In Sweden, Crockett & Jones and Gaziano & Girling MTO Services currently offer. For Crockett & Jones, however, this is a very small part of the business and, as a customer, you can count double the price against buying a model directly from the store’s range. For Gaziano & Girling, which produces only 2000 pairs of shoes per year, MTO means a significant part of the brand’s total production. In Sweden, Gaziano & Girling’s MTO service is currently offered at Hans Allde in Stockholm and Davidsons Skomakeri in Uppsala.
– In terms of fit, there is no difference from buying shoes directly from the shelf. The big advantage is that the shoes are completely unique. It’s hard for a smaller shop and shoemaker to keep a warehouse that suits everyone,”said scout Marcus Davidson.
Tony Gaziano, who is one half behind Gaziano & Girling, also emphasizes that Made to Order should not be equated with the following:
– Set to design and fit is Made To Order identical to Ready To Wear. What we have done at Gaziano & Girling is that we have taken many of the manufacturing methods used in the Bespoke tradition and used these for standard guests.
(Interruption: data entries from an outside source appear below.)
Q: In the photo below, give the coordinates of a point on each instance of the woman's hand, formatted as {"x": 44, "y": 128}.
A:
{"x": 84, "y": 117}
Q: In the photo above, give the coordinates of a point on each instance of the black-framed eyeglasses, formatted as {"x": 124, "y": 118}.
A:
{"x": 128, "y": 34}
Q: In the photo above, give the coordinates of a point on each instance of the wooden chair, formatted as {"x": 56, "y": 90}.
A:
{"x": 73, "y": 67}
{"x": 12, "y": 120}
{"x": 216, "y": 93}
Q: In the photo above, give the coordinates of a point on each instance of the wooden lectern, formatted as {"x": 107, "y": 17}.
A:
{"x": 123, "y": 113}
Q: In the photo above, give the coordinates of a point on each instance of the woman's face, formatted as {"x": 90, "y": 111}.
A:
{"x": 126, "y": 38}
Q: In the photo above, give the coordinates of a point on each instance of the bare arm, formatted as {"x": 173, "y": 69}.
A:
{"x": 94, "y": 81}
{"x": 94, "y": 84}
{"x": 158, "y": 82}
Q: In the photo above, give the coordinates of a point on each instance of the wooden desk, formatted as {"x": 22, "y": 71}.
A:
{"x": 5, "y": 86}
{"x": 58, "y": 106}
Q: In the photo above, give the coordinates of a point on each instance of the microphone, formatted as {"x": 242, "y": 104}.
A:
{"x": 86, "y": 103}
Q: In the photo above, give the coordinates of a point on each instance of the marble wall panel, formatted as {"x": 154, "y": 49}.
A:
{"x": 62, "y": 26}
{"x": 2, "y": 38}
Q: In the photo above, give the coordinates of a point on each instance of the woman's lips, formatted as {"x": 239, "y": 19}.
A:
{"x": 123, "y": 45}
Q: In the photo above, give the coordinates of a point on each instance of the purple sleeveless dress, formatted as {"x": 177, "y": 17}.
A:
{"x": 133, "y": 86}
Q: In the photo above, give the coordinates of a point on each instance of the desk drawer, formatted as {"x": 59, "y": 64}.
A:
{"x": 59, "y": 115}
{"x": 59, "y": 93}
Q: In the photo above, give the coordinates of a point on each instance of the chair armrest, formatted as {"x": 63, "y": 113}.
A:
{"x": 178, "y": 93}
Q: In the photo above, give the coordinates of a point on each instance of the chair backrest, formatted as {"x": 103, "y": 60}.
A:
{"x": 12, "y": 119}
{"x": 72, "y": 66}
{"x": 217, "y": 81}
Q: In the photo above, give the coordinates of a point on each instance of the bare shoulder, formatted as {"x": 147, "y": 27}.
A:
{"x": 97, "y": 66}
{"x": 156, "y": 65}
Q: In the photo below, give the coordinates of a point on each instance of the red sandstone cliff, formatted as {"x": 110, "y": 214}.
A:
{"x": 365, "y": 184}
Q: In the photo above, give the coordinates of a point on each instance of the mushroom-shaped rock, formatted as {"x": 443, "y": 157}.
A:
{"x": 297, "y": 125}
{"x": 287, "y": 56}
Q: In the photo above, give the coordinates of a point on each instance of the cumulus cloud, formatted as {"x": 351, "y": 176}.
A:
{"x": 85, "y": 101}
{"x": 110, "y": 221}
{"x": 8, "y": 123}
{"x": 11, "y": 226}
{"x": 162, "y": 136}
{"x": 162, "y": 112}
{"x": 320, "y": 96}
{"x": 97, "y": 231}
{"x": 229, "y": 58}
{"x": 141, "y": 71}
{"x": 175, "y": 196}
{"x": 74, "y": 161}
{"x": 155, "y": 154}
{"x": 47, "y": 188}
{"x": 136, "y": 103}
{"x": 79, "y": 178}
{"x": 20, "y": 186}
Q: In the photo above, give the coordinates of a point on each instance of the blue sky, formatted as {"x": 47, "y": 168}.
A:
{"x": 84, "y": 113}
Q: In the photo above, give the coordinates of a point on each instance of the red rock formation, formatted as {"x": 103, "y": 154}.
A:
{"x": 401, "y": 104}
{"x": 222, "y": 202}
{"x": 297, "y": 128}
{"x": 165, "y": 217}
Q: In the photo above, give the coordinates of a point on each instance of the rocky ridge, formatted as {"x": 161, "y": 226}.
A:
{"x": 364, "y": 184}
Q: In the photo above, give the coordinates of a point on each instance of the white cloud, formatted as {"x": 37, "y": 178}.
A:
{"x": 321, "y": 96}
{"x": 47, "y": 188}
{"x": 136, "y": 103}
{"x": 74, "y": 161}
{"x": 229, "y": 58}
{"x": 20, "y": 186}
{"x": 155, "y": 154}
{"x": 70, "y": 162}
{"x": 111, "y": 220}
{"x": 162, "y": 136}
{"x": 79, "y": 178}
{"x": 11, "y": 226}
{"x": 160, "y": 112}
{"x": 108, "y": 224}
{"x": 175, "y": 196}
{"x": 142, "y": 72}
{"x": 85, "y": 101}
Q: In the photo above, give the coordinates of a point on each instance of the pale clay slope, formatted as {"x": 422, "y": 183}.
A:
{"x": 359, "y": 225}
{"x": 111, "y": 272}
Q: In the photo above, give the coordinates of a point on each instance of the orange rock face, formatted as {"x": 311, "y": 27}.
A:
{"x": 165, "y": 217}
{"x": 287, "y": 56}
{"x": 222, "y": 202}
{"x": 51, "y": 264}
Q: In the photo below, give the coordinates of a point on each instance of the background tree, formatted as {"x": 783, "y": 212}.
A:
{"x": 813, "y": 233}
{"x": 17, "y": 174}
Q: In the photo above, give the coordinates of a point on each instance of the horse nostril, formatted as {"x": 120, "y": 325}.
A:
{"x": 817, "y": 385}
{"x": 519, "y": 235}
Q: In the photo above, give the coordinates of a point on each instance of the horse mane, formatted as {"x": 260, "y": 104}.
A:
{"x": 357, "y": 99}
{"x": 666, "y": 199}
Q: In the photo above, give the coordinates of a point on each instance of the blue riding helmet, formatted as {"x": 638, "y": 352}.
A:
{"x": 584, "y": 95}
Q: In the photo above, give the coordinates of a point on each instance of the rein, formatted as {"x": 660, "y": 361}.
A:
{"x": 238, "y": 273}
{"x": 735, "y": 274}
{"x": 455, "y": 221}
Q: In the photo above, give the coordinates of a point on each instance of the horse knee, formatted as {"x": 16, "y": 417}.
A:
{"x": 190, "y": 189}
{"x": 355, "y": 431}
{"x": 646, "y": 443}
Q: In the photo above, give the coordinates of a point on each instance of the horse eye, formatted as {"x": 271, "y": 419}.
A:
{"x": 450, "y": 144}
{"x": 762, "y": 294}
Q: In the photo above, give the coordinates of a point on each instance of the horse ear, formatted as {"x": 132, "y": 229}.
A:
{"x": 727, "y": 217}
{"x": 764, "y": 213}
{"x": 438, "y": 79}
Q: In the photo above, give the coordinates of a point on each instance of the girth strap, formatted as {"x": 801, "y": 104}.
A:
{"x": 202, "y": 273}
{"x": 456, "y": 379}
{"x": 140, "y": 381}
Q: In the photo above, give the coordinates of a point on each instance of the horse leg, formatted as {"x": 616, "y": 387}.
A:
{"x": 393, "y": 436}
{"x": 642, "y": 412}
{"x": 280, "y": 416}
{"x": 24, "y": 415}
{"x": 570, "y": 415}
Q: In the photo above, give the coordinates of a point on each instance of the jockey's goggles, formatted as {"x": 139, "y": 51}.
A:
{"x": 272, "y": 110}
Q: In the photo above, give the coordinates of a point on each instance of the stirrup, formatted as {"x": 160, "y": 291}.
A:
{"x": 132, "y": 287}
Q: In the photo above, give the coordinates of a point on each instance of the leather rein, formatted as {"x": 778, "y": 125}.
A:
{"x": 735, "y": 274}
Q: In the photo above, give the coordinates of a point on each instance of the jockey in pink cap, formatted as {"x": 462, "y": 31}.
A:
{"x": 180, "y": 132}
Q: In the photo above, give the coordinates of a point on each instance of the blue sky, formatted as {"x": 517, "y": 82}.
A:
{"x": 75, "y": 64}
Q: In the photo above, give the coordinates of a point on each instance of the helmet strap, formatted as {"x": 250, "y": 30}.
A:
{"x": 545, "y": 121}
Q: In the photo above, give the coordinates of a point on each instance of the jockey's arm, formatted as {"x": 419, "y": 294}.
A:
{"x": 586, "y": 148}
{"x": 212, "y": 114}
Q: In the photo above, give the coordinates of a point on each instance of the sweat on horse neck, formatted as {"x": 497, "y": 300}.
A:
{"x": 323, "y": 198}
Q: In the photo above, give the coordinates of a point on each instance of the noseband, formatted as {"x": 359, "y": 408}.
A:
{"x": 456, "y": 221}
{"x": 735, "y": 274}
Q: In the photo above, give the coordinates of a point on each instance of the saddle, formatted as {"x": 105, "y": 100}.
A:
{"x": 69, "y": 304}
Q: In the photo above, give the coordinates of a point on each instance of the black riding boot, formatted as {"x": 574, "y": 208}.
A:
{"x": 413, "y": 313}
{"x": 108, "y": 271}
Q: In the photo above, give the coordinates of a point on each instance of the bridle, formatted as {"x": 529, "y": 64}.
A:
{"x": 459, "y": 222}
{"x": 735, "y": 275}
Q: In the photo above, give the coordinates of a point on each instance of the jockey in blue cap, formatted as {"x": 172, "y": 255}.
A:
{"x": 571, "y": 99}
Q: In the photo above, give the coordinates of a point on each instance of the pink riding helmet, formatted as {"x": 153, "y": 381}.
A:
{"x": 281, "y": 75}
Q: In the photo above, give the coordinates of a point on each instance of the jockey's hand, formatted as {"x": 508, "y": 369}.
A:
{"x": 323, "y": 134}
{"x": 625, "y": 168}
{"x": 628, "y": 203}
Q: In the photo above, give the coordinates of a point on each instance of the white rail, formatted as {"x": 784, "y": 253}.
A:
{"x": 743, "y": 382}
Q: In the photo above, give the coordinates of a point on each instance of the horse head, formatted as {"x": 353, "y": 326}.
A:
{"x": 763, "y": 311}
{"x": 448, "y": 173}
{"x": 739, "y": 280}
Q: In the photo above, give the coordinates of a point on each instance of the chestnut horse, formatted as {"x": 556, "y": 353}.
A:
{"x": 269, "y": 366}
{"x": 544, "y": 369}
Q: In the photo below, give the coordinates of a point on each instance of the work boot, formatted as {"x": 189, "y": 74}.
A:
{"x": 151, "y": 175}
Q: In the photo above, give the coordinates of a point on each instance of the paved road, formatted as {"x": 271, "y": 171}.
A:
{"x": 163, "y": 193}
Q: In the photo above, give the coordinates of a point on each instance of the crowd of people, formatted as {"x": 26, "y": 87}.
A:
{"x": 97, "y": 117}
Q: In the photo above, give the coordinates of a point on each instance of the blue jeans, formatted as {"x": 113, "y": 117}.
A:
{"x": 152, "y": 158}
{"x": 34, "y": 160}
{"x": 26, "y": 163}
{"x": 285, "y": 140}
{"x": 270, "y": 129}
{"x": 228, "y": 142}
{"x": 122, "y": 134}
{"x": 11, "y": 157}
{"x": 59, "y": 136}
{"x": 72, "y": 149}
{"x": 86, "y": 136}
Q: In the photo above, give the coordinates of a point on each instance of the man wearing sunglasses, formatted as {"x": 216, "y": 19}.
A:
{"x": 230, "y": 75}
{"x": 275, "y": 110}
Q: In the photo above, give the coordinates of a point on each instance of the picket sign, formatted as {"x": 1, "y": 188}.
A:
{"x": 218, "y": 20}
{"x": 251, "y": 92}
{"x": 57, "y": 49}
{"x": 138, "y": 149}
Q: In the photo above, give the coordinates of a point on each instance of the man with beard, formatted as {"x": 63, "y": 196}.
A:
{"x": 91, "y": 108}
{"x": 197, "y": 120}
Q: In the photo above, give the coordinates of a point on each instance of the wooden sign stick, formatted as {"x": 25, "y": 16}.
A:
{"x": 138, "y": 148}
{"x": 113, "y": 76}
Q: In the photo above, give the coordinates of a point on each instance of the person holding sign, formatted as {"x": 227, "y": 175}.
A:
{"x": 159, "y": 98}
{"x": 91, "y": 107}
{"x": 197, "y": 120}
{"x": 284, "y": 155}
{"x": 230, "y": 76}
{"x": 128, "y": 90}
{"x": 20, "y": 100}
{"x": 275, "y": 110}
Unlike many other British manufacturers of rugged shoes using mechanical Goodyear construction, the construction of our shoes is completely hand-held. Both me and Dean (Dean Girling, remark) have a background in bespoke and advocate the footnote shape that this technology allows.
How Does It Look Like The Shape Of The Cut?
“Basically, it is about the creation of the actual lessons. The vast majority of shakers today employ an external readers who read a reading primarily based on design requirements. We design our readers themselves and place great emphasis on getting a reading that looks good and creates a comfortable form. This, together with a more flexible construction, creates a perfect result
What Are Your Tips For The Year To Order A Pair Of Shoes Made To Order?
– Start by looking in the wardrobe to see the clothes color and style. Many may get a little excited by seeing that the pair shoe on the shelf and then discover that the shoes do not fit their own clothes. Then it is obviously important to think about when and how the shoes will be used. Is there a pair of distinctive winter shoes the customer wants may not be fool and leather sole to recommend. The model itself is more of a taste, but I am personally a warm supporter of oxfords, which in my opinion is the perfect depiction of the shape of the foot. It is difficult to get the same accuracy with a pair of loafers or derbys.
– In the case of the fit, it is important that the shoes fit well around the waist of the foot and heel without having to leave and that there is little space in the toe part. A very common mistake is that many compensate wide feet by choosing an excessive size. I’ve been with customers who wear shoes in size 44 normal but that actually equate to 42 in broader width. To a large extent, it is about getting the right guide from the seller in the store. Many sellers unfortunately lack the knowledge about the proportions of the foot and how the shoes should be sitting without focusing solely on selling.
Finally, You Also Work With Custom-Made Manufacturing. How Do You Look At The Future For This?
It is very difficult to predict. Added to the other British Bespoke shoemakers like George Cleverley, WS Foster & Son and John Lobb, I’m worried that the majority of those working are around 70 years old and the supply of new craftsmanship is very low. I’m glad that everyone working with us is under 45. Then I think we’ll see more of French shoemakers who have a better apprenticeship system to carry on the craft.